The size and age of our Universe is not only a critically important issue in cosmology, but is also among the most controversial and delicate of the cosmological questions. Infrared observations made using NASA’s Spitzer Space Telescope have now given us the most precise estimate yet of the rate at which our Universe is expanding. The key was not the discovery of a new method for measuring distance. Rather, astronomers discovered how to measure brightness more accurately. The new value for the Hubble constant, good to within three percent, is 74.3 kilometers per second per megaparsec (km/s/Mpc).
The size of the redshift-distance relationship is an expansion rate known as the Hubble parameter. (Once called the Hubble constant, we now know it changes with time.) The size of the Hubble parameter has been remarkably difficult to pin down, to the extent that as recently as 1996 a formal debate was carried out in the astronomical community over observational estimates ranging from 50 to 100 km/s/Mpc.

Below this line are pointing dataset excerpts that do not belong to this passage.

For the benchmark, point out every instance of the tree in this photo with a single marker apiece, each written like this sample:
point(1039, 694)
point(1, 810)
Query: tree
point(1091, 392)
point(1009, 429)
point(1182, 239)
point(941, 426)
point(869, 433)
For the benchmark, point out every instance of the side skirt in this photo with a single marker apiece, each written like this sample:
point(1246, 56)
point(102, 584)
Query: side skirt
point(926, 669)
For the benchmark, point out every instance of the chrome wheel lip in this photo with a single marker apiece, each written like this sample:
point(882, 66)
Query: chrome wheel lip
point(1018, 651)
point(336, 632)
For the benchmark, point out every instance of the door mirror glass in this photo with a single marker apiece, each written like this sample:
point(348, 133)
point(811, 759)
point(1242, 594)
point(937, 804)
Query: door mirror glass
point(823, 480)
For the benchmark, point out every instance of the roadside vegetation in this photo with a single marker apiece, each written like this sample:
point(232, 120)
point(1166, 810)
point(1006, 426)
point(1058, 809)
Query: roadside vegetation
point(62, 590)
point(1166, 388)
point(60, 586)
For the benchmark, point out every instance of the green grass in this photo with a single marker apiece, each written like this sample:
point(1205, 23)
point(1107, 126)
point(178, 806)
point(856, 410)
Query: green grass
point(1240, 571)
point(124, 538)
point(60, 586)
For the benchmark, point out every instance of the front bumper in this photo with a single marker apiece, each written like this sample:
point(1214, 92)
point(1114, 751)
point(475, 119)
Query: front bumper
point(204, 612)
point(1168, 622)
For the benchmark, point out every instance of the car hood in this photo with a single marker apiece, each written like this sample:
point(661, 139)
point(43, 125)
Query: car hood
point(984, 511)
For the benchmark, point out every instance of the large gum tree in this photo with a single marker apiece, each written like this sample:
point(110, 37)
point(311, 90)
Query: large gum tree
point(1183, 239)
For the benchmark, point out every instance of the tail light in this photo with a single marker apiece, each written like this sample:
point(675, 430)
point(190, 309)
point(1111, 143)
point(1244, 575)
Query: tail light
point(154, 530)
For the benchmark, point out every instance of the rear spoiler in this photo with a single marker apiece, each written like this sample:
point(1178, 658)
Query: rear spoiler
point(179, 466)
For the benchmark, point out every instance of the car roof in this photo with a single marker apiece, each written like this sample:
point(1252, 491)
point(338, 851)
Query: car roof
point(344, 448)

The new value (74.3 km/s/Mpc) for the Hubble parameter is the result of a number of Hubble space telescope measurements, now refined using the Spitzer infrared observations, and confirmed by an independent approach using the Wilkinson Microwave Anisotropy Probe (WMAP), a satellite that measures tiny anisotropies in the 3K cosmic microwave background radiation. The expansion rate is presently only 2.41 parts in a billion billion per second. This seems a tiny effect, but the Universe is a big place.